A universalidade própria do nosso conhecimento intelectual explica a espiritualidade da nossa alma, pois a atividade racional é independente de qualquer órgão corporal. Tal independência assegura à alma humana sua incorruptibilidade, apesar de ela formar um corpo passível de destruição. 


Se alma humana, por sua vez, não se destrói, com a morte do homem, ela subsiste ainda que separada do corpo; em outras palavras, é imortal


Essas afirmações, já formuladas por Aristóteles em seu tratado De Anima, foram constantemente reafirmaras pela Igreja ao longo da história: “Ninguém nunca proclamou tão alta e constantemente a simplicidade, a espiritualidade e a imortalidade da alma como a Igreja Católica, assim também ninguém como ela defendeu tão firmemente a liberdade. A Igreja sempre ensinou essas duas realidades e as defende como dogma de fé.” (Leão XIII, Encíclica Libertas, n. 5). 

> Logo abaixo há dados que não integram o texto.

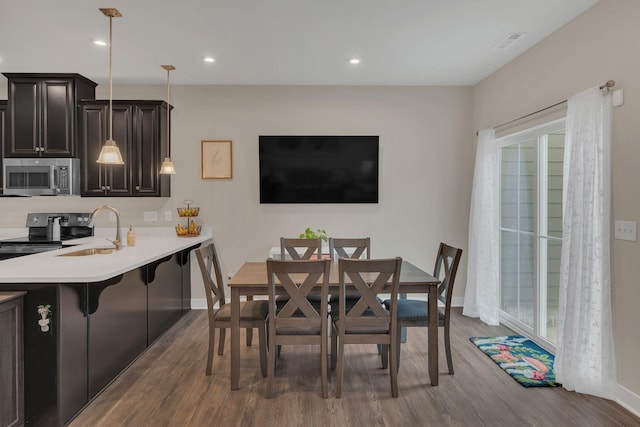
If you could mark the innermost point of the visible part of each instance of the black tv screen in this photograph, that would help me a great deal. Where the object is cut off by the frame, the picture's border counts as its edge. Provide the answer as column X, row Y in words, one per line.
column 318, row 169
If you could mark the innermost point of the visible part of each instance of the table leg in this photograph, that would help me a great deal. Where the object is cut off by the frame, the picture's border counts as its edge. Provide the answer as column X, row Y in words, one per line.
column 235, row 339
column 433, row 334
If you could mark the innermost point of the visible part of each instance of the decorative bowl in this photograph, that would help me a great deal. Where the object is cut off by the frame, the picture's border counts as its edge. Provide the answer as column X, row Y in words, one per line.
column 188, row 212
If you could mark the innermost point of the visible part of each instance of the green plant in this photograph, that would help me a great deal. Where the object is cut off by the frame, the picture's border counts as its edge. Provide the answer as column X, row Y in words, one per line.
column 310, row 234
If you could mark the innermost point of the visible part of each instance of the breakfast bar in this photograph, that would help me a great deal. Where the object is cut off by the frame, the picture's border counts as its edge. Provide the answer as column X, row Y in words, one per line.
column 89, row 313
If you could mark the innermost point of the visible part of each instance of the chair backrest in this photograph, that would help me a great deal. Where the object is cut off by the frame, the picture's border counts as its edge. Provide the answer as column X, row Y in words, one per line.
column 290, row 246
column 211, row 275
column 360, row 246
column 297, row 278
column 368, row 278
column 445, row 269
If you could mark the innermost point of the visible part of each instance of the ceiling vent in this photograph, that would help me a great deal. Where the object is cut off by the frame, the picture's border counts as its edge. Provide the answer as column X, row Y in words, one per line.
column 508, row 40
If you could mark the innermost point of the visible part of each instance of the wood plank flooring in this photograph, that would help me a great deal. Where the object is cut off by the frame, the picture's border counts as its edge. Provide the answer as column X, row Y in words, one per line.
column 167, row 386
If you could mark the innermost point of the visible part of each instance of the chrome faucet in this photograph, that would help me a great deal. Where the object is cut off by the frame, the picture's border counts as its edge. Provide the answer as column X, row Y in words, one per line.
column 118, row 241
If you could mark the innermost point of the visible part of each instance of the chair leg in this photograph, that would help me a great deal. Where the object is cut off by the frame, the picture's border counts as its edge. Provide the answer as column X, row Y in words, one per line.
column 262, row 338
column 271, row 357
column 223, row 334
column 384, row 355
column 393, row 369
column 323, row 362
column 447, row 346
column 339, row 368
column 249, row 336
column 334, row 347
column 212, row 343
column 398, row 348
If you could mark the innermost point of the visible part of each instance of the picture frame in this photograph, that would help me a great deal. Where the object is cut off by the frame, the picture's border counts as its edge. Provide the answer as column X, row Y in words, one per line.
column 216, row 159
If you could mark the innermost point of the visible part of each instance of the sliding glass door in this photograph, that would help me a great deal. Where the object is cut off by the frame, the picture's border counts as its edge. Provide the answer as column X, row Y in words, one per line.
column 531, row 229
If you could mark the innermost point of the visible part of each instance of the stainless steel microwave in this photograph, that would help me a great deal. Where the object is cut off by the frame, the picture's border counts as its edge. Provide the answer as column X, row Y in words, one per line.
column 40, row 176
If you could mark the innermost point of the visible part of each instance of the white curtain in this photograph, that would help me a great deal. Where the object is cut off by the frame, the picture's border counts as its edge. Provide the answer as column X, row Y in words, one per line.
column 483, row 277
column 585, row 359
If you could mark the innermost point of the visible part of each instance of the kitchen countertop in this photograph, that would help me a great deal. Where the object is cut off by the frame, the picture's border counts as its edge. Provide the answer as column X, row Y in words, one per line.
column 47, row 267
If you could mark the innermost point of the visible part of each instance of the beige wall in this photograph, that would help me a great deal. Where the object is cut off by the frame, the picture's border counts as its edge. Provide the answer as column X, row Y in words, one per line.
column 597, row 46
column 425, row 167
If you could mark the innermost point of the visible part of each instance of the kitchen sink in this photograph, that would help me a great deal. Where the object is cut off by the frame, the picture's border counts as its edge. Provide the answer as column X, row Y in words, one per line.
column 89, row 251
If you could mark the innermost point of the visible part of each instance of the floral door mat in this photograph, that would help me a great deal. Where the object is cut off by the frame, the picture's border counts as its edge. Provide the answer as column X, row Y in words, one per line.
column 524, row 360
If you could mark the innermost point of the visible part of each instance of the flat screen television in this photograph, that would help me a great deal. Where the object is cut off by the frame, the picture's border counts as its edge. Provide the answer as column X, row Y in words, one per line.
column 318, row 169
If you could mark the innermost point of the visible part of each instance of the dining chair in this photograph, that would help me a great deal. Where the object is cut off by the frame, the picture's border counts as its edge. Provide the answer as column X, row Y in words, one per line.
column 367, row 321
column 253, row 314
column 355, row 248
column 416, row 313
column 298, row 322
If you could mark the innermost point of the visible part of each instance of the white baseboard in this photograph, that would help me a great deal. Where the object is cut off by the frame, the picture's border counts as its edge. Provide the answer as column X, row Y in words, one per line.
column 199, row 304
column 457, row 301
column 628, row 399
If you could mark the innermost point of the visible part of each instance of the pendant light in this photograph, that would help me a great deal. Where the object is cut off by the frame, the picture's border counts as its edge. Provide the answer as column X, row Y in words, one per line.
column 167, row 167
column 110, row 154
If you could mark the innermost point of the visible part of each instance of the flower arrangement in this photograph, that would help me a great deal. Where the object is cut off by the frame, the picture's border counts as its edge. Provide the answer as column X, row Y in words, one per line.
column 310, row 234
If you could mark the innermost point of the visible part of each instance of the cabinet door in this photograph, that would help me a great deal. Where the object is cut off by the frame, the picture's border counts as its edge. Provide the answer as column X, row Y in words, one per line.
column 150, row 149
column 22, row 138
column 11, row 385
column 3, row 128
column 164, row 291
column 57, row 138
column 117, row 326
column 147, row 136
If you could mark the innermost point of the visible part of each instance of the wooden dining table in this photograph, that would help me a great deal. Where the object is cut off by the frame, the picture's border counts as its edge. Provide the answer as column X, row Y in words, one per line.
column 251, row 280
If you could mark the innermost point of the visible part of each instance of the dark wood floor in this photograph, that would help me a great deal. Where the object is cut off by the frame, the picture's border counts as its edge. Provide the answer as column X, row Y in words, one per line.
column 167, row 386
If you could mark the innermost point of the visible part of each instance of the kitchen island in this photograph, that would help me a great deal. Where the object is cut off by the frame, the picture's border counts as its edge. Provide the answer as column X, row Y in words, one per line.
column 86, row 318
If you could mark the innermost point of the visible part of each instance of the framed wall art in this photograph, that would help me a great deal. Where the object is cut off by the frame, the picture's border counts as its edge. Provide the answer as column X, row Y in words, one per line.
column 216, row 160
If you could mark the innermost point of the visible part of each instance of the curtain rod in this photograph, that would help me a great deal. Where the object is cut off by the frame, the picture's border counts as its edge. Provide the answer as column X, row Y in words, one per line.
column 608, row 85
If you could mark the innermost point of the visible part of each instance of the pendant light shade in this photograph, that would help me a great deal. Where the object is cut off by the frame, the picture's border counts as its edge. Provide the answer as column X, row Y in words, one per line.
column 110, row 154
column 167, row 167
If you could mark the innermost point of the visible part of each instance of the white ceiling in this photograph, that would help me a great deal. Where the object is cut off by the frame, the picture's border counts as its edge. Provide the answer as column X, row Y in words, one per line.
column 400, row 42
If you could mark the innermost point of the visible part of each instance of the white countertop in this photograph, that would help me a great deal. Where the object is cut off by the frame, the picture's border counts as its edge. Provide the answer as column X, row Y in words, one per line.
column 47, row 267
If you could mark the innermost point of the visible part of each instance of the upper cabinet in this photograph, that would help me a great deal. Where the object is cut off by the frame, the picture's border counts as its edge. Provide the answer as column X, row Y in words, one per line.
column 3, row 126
column 43, row 113
column 140, row 131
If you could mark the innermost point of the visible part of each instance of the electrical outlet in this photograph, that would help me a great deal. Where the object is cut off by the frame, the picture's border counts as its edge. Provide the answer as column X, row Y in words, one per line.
column 149, row 216
column 625, row 230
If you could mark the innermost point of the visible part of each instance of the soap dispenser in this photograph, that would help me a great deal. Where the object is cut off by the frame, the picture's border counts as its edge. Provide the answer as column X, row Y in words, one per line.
column 131, row 236
column 55, row 234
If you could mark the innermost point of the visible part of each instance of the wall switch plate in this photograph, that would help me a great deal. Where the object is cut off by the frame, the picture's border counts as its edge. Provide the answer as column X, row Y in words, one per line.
column 149, row 216
column 625, row 230
column 618, row 98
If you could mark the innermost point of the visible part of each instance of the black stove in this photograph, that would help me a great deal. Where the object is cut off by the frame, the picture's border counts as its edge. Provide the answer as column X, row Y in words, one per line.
column 39, row 238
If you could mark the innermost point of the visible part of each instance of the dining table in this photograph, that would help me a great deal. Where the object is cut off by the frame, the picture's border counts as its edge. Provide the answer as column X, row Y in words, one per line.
column 251, row 280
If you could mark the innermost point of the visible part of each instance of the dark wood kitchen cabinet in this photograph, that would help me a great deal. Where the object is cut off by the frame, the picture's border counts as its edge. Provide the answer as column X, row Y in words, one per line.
column 164, row 297
column 43, row 113
column 3, row 127
column 11, row 374
column 117, row 326
column 140, row 131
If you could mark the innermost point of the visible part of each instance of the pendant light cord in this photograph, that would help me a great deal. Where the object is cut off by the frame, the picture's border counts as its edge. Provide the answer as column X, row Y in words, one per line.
column 110, row 78
column 168, row 110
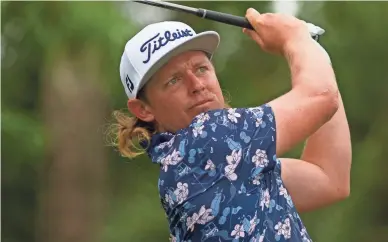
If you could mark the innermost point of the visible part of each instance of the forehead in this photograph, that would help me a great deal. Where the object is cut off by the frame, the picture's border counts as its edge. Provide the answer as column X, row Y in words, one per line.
column 183, row 60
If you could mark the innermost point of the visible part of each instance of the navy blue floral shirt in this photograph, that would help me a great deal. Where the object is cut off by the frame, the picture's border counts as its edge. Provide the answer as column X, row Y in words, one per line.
column 220, row 179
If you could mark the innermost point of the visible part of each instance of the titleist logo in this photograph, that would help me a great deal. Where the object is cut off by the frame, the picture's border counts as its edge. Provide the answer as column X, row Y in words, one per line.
column 163, row 40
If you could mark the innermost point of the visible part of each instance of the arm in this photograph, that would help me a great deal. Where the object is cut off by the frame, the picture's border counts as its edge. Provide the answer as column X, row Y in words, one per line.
column 322, row 176
column 313, row 99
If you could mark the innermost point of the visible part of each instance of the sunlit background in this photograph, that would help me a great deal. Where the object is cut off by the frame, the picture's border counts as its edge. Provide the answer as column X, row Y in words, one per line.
column 60, row 83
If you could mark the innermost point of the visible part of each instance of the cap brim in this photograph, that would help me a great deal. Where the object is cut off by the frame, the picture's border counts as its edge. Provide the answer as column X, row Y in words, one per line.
column 207, row 41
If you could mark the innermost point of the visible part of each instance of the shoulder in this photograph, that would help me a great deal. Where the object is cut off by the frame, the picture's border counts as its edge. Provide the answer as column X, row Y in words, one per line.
column 248, row 118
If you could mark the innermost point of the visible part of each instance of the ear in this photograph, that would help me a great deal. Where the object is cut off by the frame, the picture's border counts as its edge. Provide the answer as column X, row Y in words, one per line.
column 140, row 109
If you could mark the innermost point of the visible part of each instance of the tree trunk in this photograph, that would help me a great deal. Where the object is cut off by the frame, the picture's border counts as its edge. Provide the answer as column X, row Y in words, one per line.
column 73, row 185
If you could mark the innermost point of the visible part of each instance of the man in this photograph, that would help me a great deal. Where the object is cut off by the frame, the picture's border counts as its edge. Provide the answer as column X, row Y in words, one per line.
column 222, row 177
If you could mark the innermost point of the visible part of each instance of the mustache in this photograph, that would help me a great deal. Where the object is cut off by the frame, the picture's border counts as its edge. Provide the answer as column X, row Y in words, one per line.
column 209, row 97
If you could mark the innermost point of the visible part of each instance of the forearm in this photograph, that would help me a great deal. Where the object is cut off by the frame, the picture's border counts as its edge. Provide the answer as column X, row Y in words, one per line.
column 310, row 68
column 330, row 149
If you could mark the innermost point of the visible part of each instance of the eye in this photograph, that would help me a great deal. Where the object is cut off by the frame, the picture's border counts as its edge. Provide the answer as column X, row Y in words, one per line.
column 202, row 69
column 172, row 81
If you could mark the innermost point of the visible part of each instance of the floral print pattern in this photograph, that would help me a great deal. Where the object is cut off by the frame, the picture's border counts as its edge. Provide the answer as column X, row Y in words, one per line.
column 220, row 179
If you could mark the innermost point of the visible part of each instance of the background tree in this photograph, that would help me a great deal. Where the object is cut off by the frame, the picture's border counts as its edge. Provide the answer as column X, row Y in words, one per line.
column 60, row 83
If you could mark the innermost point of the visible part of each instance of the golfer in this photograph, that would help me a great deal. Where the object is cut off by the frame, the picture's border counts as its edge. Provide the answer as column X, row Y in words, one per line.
column 223, row 176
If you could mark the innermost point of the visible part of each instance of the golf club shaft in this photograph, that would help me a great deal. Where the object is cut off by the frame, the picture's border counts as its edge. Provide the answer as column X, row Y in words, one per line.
column 203, row 13
column 224, row 18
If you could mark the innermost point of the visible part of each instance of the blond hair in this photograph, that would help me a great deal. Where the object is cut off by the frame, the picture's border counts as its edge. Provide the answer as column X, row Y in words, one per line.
column 127, row 133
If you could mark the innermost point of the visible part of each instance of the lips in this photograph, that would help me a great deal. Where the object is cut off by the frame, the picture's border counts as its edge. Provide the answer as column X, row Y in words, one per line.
column 201, row 103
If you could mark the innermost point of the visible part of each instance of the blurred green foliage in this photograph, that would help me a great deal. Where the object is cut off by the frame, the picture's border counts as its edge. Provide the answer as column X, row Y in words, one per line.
column 36, row 33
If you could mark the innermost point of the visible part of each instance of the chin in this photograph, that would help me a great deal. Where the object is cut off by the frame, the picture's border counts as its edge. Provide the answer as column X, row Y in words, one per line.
column 207, row 107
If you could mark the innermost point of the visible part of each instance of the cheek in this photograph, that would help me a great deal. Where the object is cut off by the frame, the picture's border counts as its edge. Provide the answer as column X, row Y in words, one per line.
column 168, row 107
column 215, row 88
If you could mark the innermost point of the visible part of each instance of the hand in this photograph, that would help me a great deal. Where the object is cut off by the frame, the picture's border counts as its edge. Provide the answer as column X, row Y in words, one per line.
column 277, row 33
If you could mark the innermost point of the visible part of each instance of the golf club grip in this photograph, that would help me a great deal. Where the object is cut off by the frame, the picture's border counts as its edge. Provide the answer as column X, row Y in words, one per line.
column 225, row 18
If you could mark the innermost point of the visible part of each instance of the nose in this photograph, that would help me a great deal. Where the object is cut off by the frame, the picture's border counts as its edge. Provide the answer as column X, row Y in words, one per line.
column 196, row 85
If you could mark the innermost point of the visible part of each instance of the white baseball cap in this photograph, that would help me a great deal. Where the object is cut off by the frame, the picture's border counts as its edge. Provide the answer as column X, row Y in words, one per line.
column 151, row 48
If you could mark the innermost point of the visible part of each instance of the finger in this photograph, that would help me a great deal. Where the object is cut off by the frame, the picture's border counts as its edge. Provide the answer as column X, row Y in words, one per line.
column 252, row 34
column 254, row 17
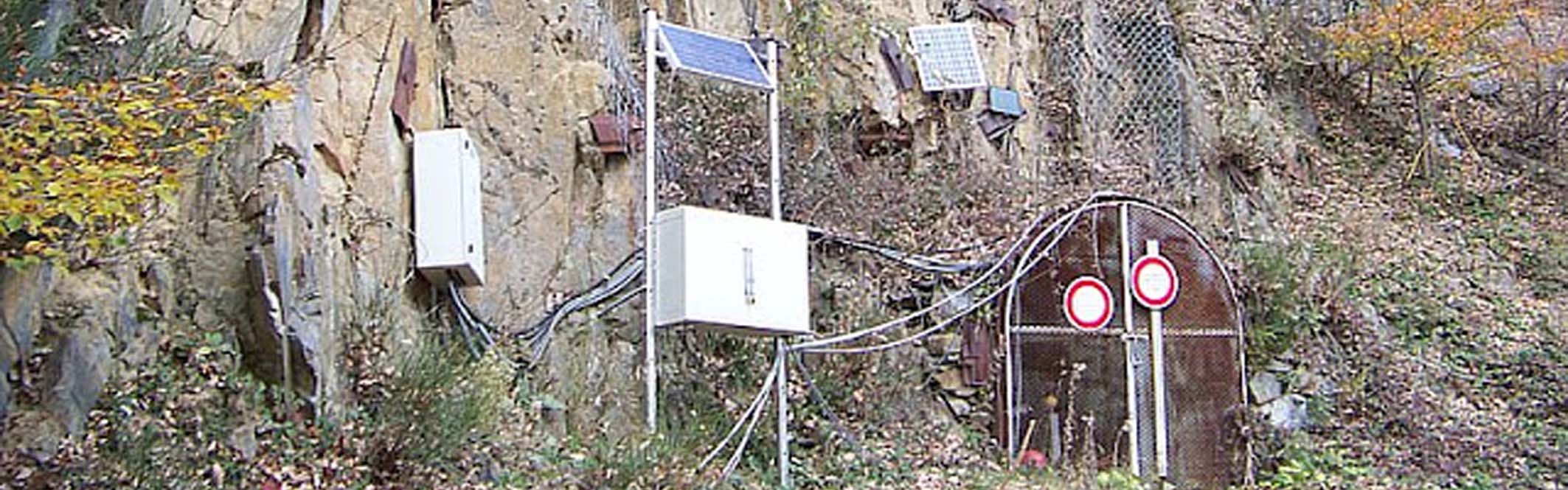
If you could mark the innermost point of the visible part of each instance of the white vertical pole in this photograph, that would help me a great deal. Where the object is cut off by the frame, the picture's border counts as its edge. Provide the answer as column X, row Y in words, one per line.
column 775, row 182
column 1134, row 435
column 1158, row 337
column 778, row 215
column 650, row 209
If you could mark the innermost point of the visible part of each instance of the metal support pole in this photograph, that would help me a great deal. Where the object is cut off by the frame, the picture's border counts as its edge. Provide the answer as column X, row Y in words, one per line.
column 1007, row 365
column 780, row 348
column 1134, row 435
column 775, row 182
column 650, row 209
column 1158, row 340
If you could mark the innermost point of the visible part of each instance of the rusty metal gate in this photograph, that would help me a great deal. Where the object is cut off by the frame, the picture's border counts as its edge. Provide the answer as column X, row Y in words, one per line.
column 1092, row 395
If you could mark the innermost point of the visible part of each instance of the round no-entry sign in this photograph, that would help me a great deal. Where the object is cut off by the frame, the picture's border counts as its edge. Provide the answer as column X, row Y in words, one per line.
column 1154, row 282
column 1087, row 304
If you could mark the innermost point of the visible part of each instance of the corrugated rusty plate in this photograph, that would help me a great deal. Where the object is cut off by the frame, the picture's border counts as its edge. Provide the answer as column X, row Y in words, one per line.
column 406, row 80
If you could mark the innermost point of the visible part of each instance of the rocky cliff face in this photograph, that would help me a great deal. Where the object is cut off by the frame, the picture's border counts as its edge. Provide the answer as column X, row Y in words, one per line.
column 305, row 221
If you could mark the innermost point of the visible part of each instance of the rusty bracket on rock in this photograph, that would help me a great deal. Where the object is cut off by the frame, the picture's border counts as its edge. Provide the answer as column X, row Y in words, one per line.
column 902, row 77
column 614, row 135
column 998, row 11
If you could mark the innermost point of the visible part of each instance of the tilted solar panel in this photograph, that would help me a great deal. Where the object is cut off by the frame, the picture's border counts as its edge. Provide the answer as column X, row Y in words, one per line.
column 714, row 55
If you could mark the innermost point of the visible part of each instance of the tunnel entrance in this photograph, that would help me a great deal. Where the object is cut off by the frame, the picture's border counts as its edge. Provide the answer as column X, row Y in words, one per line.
column 1156, row 391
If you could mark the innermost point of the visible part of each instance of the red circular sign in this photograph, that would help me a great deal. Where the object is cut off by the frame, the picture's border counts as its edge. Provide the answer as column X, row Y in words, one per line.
column 1154, row 282
column 1087, row 304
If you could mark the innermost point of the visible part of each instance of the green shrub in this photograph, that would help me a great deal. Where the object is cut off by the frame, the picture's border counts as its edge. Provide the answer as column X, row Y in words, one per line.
column 440, row 403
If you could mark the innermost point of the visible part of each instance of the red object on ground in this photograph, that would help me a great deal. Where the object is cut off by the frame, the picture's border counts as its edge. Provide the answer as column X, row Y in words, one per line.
column 1032, row 459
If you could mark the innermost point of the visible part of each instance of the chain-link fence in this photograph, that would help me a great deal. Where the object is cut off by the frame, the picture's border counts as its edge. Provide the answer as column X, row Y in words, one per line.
column 1072, row 387
column 1123, row 68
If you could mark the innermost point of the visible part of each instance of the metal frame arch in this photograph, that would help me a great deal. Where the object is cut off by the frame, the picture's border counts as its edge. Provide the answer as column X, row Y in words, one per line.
column 1059, row 228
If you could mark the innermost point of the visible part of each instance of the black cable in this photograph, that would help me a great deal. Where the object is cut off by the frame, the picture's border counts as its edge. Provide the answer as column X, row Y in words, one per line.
column 822, row 403
column 917, row 262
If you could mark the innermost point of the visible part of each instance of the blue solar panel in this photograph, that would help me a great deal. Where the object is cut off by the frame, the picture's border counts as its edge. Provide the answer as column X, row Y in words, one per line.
column 1005, row 102
column 715, row 57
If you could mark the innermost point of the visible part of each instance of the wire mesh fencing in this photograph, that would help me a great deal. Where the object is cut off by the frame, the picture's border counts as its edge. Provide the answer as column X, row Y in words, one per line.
column 1087, row 396
column 1123, row 68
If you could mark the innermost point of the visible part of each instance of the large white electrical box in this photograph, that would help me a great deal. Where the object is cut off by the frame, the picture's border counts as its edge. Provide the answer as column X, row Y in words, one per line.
column 731, row 271
column 449, row 228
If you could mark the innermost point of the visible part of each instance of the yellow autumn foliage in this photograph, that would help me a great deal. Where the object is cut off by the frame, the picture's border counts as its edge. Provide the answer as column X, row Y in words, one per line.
column 1429, row 44
column 89, row 161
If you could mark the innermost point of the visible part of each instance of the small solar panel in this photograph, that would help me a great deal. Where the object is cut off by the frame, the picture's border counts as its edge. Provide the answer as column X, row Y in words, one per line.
column 1005, row 102
column 948, row 57
column 714, row 55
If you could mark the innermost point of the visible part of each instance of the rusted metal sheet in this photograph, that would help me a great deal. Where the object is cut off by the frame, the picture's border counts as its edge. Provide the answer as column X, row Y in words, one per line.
column 977, row 354
column 1206, row 409
column 1204, row 301
column 1203, row 373
column 998, row 11
column 406, row 80
column 880, row 139
column 902, row 77
column 996, row 124
column 614, row 135
column 1090, row 248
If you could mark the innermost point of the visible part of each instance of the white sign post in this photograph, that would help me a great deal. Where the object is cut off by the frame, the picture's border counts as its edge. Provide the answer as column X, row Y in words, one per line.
column 1154, row 285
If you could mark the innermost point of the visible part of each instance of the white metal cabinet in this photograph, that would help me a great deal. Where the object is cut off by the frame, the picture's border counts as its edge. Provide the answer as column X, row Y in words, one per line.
column 731, row 271
column 449, row 220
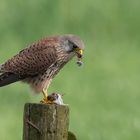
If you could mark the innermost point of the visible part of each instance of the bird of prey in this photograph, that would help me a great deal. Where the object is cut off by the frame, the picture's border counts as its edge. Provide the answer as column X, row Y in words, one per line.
column 38, row 64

A capacidade intelectual do Homem constitui sua essência; isso comumente se exprime ao se definir o ser humano como “animal racional”. O homem pode conhecer, mediante sua inteligência, a totalidade do real; o seu conhecimento tem por objeto a essência das coisas, e, não obstante as limitações e riscos próprios da condição humana, ele alcança a verdade. 


A natural sede da verdade é a raiz do progresso humano. A aspiração em conhecer todas as coisas e obter um conhecimento verdadeiro delas tem uma dupla dimensão: teórica e prática. Pela primeira, o homem contempla, considera todo o real, para captá-lo tal como é; essa atividade teórica é a base dos conhecimentos científicos. Pela segunda, o homem conhece as coisas a fim de dirigir sua ação.


PESSOA E LIBERDADE 


Ao se aplicar a capacidade de conhecimento ao plano de ação, surge outra propriedade essencial do ser humano: a condição de ser livre. Em que consiste essa liberdade? Alguém é livre quando é senhor de seus atos, é causa de seus atos. O domínio dos próprios atos, ou liberdade, é uma qualidade dos atos humanos.


Através dos seus atos voluntários, o homem precisa realizar o bem, o que é objeto da própria vontade. Para que um seja voluntário, deve o sujeito atuar com conhecimento do fim e livremente.


A liberdade humana tem por raiz a inteligência. Livre diante de todos os bens particulares que conhece, podendo, assim, escolher entre eles os mais convenientes para alcançar sua perfeição ou plenitude pessoal. Só Deus contemplado “face a face” na visão beatífica pode saciar o desejo de perfeição da pessoa; em relação aos bens criados, o homem é livre.


As coisas existentes são meios para a realização do indivíduo. Ao escolher entre elas, o homem “escolhe-se a si mesmo”, ditando seu próprio destino. É claro que essa liberdade não é absoluta, como apregoou erroneamente o liberalismo; a liberdade humana está condicionada por múltiplos fatores (hereditariedade, temperamento, educação, meio social). 


Nenhuma pessoa, portanto, é livre para fazer o que quiser, pois sua liberdade regula-se por bens e normas objetivos, que são descobertos pela razão. 


Das propriedades assinaladas, (razão e liberdade) surge uma terceira: a responsabilidade. O homem é responsável pelos seus atos.


Uma pessoa madura, adulta, pode e deve responder pelos efeitos de suas decisões diárias, pelos valores que realizou ou deixou de realizar, pelo sentido que deu à sua vida inteira.


A DIGNIDADE PESSOAL


Podemos agora compreender em que consiste a dignidade pessoal. Digno é aquilo que tem valor em si mesmo e por si mesmo. “O homem atinge esta dignidade (humana) quando, liberto de todo cativeiro das paixões, tende para o seu fim pela livre escolha do bem e procura eficazmente, com diligente aplicação, os meios adequados para isso (Vaticano II, Gaudium et Spes, n. 17). 


A raiz última da dignidade humana reside no fato de ser imago Dei, imagem de Deus, chamado por Ele a participar da plenitude de sua glória: “A razão mais sublime da dignidade humana consiste na vocação do Homem à união com Deus” (Gaudium et Spes, n. 19).